Genetically modified seeds are engineered to have certain traits, like resistance to herbicides or certain plant diseases. The majority of the country’s corn and soybean crop is now genetically modified, with much of that going to animal feed. Modified corn and soybeans are also made into popular processed food ingredients like corn oil, corn starch, high-fructose corn syrup and soybean oil.

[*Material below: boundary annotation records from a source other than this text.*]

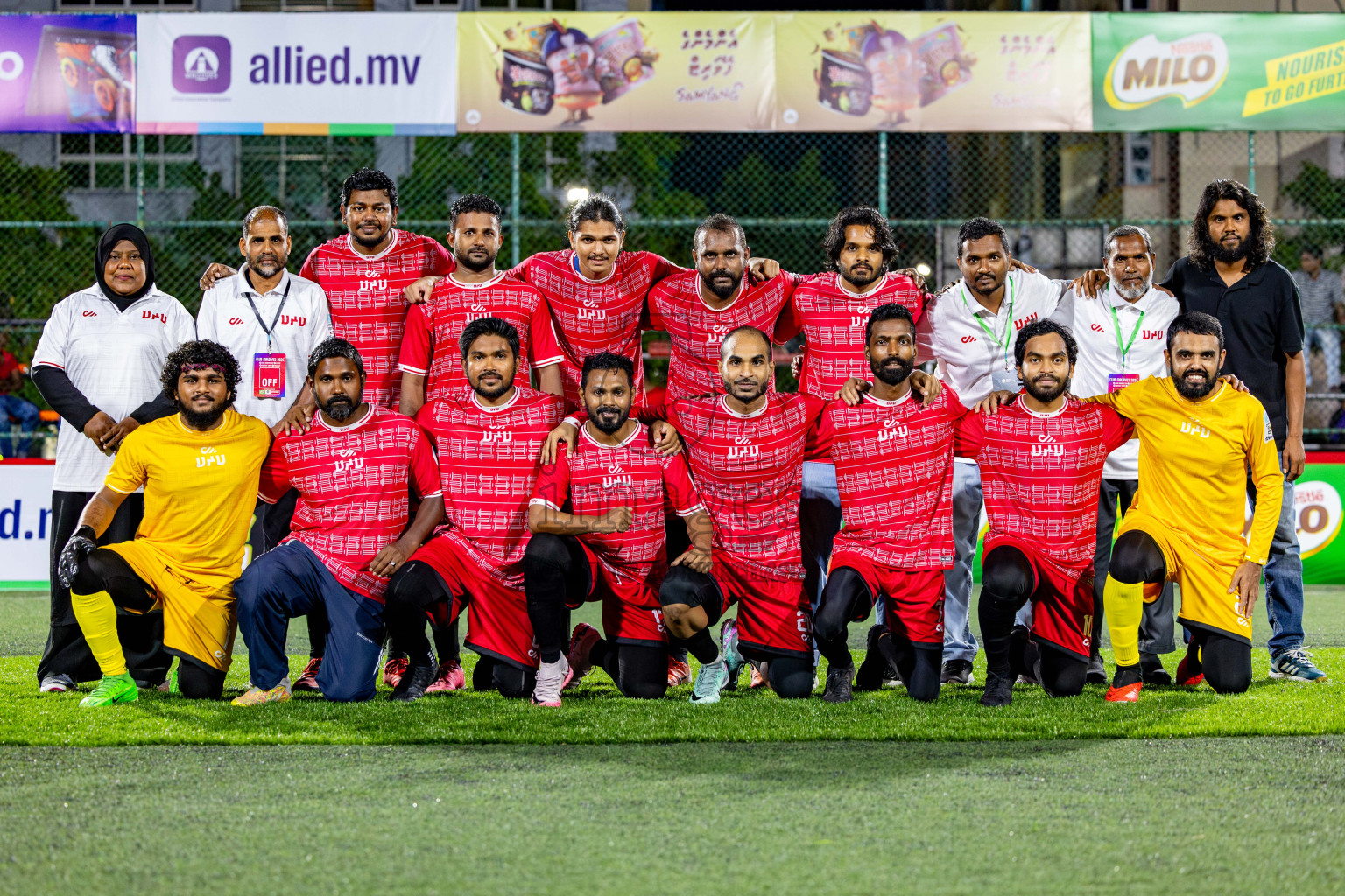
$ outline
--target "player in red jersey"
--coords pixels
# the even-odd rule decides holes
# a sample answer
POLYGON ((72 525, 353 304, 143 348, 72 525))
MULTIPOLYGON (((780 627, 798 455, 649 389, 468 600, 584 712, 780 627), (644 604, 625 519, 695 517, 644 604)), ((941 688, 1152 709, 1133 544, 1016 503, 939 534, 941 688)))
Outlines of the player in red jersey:
POLYGON ((234 586, 253 686, 234 703, 289 699, 289 621, 321 604, 331 630, 317 685, 328 700, 369 700, 383 639, 383 592, 444 516, 429 441, 416 423, 363 400, 359 352, 340 339, 308 359, 320 408, 307 433, 276 439, 258 490, 299 489, 293 532, 234 586), (408 485, 421 498, 408 527, 408 485))
POLYGON ((1084 688, 1098 489, 1107 455, 1130 439, 1134 424, 1067 394, 1077 356, 1060 324, 1028 324, 1014 341, 1024 391, 993 415, 970 414, 959 424, 956 453, 981 466, 990 517, 978 607, 987 707, 1009 705, 1014 678, 1025 672, 1053 697, 1084 688), (1028 600, 1030 634, 1014 629, 1028 600))
POLYGON ((406 312, 401 408, 408 416, 416 416, 426 402, 467 388, 457 340, 471 321, 487 316, 508 321, 518 330, 519 382, 530 383, 531 371, 537 371, 541 391, 561 394, 564 356, 546 300, 533 286, 495 270, 504 242, 503 214, 499 203, 480 193, 461 196, 449 207, 448 242, 457 269, 434 283, 428 302, 406 312))
POLYGON ((818 424, 816 445, 835 463, 845 516, 812 623, 827 658, 822 699, 850 700, 855 670, 846 626, 884 600, 890 639, 880 626, 870 630, 869 681, 861 686, 881 686, 889 654, 907 692, 929 701, 939 696, 943 661, 943 571, 954 560, 952 443, 967 411, 948 388, 928 406, 913 398, 916 322, 905 305, 876 308, 865 345, 873 388, 858 406, 830 403, 818 424))
POLYGON ((580 386, 588 422, 574 447, 542 467, 533 493, 523 586, 541 656, 533 692, 538 705, 561 705, 565 684, 592 666, 603 668, 627 697, 662 697, 667 690, 659 603, 668 568, 664 501, 691 543, 672 566, 710 571, 710 519, 683 455, 662 457, 644 426, 631 419, 633 379, 628 357, 604 352, 584 360, 580 386), (565 657, 569 610, 585 600, 603 602, 607 639, 580 623, 565 657))
MULTIPOLYGON (((924 309, 920 286, 890 271, 897 240, 888 219, 876 208, 855 206, 841 211, 822 240, 834 271, 804 279, 775 328, 777 343, 803 333, 799 391, 831 398, 850 377, 869 375, 861 334, 880 305, 904 305, 919 322, 924 309)), ((803 465, 804 590, 816 606, 827 582, 831 543, 841 529, 841 498, 835 466, 811 453, 803 465)))
MULTIPOLYGON (((650 290, 650 326, 664 330, 672 343, 667 400, 722 394, 724 334, 738 326, 773 330, 800 281, 776 273, 753 282, 748 275, 752 251, 746 234, 729 215, 710 215, 701 222, 693 247, 695 270, 666 277, 650 290)), ((773 269, 768 265, 767 270, 773 269)))
POLYGON ((523 595, 527 502, 537 457, 565 416, 564 402, 514 384, 519 337, 498 317, 482 317, 459 343, 469 391, 426 404, 420 423, 438 449, 447 520, 387 592, 389 631, 406 645, 409 668, 394 700, 417 700, 434 681, 425 617, 443 629, 468 610, 467 646, 482 656, 477 690, 533 693, 537 647, 523 595))

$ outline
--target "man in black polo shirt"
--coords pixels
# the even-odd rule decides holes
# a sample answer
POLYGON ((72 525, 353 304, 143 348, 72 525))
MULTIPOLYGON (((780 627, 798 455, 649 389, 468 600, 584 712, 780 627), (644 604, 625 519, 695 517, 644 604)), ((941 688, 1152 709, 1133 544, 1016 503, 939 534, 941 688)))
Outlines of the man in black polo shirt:
MULTIPOLYGON (((1271 677, 1323 681, 1303 650, 1303 562, 1294 519, 1294 480, 1303 473, 1303 314, 1290 273, 1270 259, 1274 226, 1255 193, 1236 180, 1215 180, 1190 224, 1190 254, 1178 258, 1163 286, 1182 313, 1219 318, 1228 343, 1224 372, 1266 407, 1284 470, 1279 527, 1266 564, 1271 677)), ((1247 490, 1255 497, 1251 478, 1247 490)))

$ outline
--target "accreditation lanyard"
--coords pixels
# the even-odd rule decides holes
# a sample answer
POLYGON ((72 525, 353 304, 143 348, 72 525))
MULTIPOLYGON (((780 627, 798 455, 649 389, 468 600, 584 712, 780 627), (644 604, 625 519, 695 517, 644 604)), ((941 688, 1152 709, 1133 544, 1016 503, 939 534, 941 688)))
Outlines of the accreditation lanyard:
MULTIPOLYGON (((990 329, 989 326, 986 326, 986 322, 983 320, 981 320, 981 314, 976 314, 975 312, 972 312, 971 320, 976 321, 976 325, 981 326, 981 329, 983 329, 986 332, 986 339, 989 339, 990 343, 997 349, 999 349, 1001 352, 1003 352, 1005 369, 1009 369, 1009 333, 1013 332, 1013 279, 1006 277, 1005 282, 1007 283, 1006 289, 1009 290, 1009 318, 1005 321, 1005 334, 1003 336, 995 336, 995 332, 993 329, 990 329)), ((962 287, 962 301, 963 301, 963 304, 966 304, 967 309, 970 310, 971 309, 971 300, 967 298, 966 283, 963 283, 963 287, 962 287)), ((979 305, 979 302, 978 302, 978 305, 979 305)))
POLYGON ((293 285, 293 279, 285 283, 285 292, 280 297, 280 308, 276 309, 276 317, 272 318, 270 326, 266 326, 266 321, 261 318, 261 312, 257 310, 257 302, 252 301, 252 293, 245 293, 247 296, 247 304, 252 305, 253 317, 257 318, 257 326, 260 326, 261 332, 266 334, 268 349, 270 348, 270 334, 276 332, 276 324, 280 322, 280 313, 285 310, 285 301, 289 298, 289 287, 293 285))
POLYGON ((1139 336, 1139 328, 1145 325, 1145 313, 1139 312, 1139 320, 1135 321, 1135 329, 1130 330, 1130 339, 1124 343, 1120 341, 1120 320, 1116 317, 1116 306, 1108 305, 1107 310, 1111 312, 1111 324, 1116 329, 1116 348, 1120 351, 1120 369, 1126 369, 1126 356, 1130 355, 1130 347, 1135 344, 1135 337, 1139 336))

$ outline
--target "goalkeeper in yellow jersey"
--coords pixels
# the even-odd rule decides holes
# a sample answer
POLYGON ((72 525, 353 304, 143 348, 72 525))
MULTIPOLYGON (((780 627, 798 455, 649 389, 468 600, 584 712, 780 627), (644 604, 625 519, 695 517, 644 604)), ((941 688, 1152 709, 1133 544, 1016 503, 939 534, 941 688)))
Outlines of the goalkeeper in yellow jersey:
POLYGON ((1088 399, 1135 422, 1139 493, 1120 525, 1103 606, 1116 654, 1107 700, 1139 699, 1143 602, 1165 580, 1181 587, 1178 619, 1192 633, 1177 684, 1202 680, 1241 693, 1252 680, 1252 606, 1279 520, 1283 473, 1260 402, 1219 382, 1224 330, 1209 314, 1181 314, 1167 328, 1167 369, 1088 399), (1256 485, 1243 537, 1247 474, 1256 485))
POLYGON ((238 363, 223 345, 183 343, 164 363, 164 395, 178 412, 126 437, 56 564, 75 619, 102 669, 81 707, 129 703, 136 682, 117 638, 117 607, 161 609, 164 649, 179 660, 174 689, 219 699, 238 627, 234 579, 257 502, 270 430, 233 410, 238 363), (95 540, 128 494, 145 489, 136 537, 95 540))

Labeling advocates say the issue is about transparency, not safety. Scott Faber, head of the national Just Label It campaign, testified that consumers want to know what they are buying and how the food was produced. He said advocates are not seeking a warning label, but a “factual, non-judgemental disclosure” on the back of all food packages that contain GMO ingredients.

“Because our food choices dramatically shape our lives, unprecedented consumer interest in food is a trend that should be welcomed, not frustrated,” Faber said.

The food industry has faced pressure from retailers as consumer awareness of GMOs has increased and the conversation about modified ingredients has grown louder. The retailer Whole Foods announced last year that it planned to label GMO products in all its U.S. and Canadian stores within five years. And some companies have decided to remove the ingredients altogether, so no labels will be necessary.

Still, mandatory labels would disrupt the supply chain, said Thomas W. Dempsey Jr., president and CEO of the Snack Food Association. GMO ingredients would have to be separated out from farm to store, creating new burdens on manufacturers, he said.

He said food companies would have three options to comply with a state labeling law like Vermont’s: order new packaging, reformulate products or halt sales to the state.

“Each option is difficult, costly, time-intensive and, at worst, could eliminate jobs and consumer choice in the marketplace,” Dempsey said.